Why it matters: Load-based permit limits for total nitrogen and phosphorus mean that reducing storm-driven flows has direct regulatory and cost benefits for the town. Brian and operations staff said the city’s ARPA-funded projects (Broad Street, Roberts Mill, Meadowbrook and similar efforts) appear to have substantially reduced peak wet-weather flows and helped the plant meet permit conditions in recent years.
Staff described terracotta (clay) mains in older downtown neighborhoods as a primary source of infiltration. Brian said mapping shows completed work in Meadowbrook and near the elementary school but flagged Old Town (Middle Street, George Street, Cloverberry) as a remaining, technically challenging priority.
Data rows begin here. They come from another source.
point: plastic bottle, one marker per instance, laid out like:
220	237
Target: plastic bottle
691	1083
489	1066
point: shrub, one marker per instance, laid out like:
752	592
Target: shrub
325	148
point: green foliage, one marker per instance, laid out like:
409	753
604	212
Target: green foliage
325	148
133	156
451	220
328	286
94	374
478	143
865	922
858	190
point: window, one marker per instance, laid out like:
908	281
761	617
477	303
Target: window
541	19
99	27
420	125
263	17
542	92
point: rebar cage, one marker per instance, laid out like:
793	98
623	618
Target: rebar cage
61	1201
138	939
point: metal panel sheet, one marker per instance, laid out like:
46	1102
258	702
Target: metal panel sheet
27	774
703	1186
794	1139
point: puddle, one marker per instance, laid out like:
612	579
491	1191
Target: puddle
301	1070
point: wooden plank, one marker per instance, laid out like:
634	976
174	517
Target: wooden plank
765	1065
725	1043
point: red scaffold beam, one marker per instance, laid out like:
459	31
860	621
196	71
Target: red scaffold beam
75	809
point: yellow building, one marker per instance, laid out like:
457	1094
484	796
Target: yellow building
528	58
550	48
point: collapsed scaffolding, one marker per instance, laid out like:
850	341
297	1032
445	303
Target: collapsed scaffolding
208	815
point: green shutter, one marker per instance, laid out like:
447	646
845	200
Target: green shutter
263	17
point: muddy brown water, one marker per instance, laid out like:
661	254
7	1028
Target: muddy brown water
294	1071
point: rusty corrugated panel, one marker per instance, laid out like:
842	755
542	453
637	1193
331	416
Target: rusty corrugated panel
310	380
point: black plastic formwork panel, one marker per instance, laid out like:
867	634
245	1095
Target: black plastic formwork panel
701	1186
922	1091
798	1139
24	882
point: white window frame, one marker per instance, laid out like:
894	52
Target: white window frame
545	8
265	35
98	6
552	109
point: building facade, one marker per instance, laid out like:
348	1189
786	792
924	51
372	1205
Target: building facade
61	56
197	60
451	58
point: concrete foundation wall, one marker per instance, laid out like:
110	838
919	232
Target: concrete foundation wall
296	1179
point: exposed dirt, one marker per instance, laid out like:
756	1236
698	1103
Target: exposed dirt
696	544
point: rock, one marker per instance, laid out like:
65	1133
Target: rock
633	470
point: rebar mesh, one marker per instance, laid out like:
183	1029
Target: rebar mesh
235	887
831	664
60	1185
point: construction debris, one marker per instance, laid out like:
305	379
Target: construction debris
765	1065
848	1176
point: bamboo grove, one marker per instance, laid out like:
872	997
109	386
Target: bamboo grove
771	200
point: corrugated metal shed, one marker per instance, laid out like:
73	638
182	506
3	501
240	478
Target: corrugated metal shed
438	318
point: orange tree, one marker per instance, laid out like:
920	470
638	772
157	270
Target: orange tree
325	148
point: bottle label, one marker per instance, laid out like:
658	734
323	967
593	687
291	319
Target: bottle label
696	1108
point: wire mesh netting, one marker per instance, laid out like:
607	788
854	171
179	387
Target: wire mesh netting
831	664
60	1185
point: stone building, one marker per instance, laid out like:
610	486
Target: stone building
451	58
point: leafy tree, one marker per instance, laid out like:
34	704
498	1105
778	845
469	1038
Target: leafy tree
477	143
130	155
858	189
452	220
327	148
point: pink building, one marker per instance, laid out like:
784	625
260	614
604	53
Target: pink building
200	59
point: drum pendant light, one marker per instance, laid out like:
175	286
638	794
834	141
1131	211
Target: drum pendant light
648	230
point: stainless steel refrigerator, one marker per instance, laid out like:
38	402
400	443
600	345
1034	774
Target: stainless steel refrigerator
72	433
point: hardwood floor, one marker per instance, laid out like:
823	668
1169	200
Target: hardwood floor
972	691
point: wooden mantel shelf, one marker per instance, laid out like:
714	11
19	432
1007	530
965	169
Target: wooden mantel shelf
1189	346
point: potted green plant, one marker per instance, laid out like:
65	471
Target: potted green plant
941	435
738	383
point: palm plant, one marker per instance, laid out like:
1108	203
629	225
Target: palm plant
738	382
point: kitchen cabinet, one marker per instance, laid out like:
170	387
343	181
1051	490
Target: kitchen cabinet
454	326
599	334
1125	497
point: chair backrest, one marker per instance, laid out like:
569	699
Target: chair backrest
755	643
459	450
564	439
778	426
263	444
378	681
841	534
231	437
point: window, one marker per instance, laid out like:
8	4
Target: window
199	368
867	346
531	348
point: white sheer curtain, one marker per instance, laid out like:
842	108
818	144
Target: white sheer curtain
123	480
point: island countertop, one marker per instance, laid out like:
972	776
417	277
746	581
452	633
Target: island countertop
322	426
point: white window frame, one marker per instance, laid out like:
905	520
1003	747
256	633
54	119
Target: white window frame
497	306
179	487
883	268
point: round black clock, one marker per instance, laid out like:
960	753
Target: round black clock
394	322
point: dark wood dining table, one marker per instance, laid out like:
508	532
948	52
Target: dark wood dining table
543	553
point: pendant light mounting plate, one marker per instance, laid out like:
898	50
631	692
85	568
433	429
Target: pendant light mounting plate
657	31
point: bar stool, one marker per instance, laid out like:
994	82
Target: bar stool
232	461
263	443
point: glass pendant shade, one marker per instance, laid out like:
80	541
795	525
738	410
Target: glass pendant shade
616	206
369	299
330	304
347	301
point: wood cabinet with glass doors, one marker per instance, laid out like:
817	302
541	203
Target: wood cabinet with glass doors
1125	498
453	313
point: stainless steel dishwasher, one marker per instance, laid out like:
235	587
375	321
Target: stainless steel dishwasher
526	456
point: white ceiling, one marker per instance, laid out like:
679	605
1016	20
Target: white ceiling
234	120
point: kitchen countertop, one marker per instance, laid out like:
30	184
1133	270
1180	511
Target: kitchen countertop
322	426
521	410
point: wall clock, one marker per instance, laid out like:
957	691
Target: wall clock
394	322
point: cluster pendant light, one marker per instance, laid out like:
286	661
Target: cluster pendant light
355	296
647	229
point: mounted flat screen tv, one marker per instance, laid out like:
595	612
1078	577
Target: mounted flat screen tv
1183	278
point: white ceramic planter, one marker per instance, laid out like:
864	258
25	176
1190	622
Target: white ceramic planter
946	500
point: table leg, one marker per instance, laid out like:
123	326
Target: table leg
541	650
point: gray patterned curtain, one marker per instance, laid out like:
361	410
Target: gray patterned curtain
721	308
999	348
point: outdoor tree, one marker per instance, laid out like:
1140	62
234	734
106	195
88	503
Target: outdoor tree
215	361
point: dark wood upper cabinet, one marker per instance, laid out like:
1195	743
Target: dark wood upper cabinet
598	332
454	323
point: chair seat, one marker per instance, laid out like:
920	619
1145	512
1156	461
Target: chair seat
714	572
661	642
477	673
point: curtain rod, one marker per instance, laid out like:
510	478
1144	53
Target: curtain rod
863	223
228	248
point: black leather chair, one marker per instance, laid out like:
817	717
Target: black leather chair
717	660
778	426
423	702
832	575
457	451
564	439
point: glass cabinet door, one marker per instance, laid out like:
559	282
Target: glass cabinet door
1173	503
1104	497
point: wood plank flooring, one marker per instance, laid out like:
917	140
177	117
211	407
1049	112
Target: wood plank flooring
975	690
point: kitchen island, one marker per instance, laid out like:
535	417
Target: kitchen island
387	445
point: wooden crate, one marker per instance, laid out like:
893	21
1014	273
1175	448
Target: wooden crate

Operations staff (Kevin) gave concrete examples of reduced peaks: where a 1.5-inch rain once drove plant influent from ~500,000 gallons per day to over 2,000,000–2,500,000 gpd, post-rehab events now tend to remain well under 1,000,000 gpd in comparable conditions. “We have cut a lot of water out of that system, but there is still a lot to go,” Kevin said.
Councilors pressed for evidence of program effectiveness. Brian and staff recommended a targeted flow-monitoring deployment (meters plus a rain gauge) to collect apples-to-apples before/after comparisons and to verify which projects produce the greatest reductions. Staff recalled a 2020 deployment of seven meters and one rain gauge that cost $32,560 and said an updated deployment today would likely cost between $45,000 and $70,000 depending on scope and inflation.
The council asked staff to prepare a memo with a recommended scope, goals and a vendor cost proposal in time for the May budget discussions. Brian said the monitoring would not prove a single project’s exact gallons saved but would provide a clearer picture of trends and better inform project prioritization.
The meeting proceeded to capital planning and budget items after the technical discussion; council agreed to consider whether to fund the proposed meters in the FY27 budget.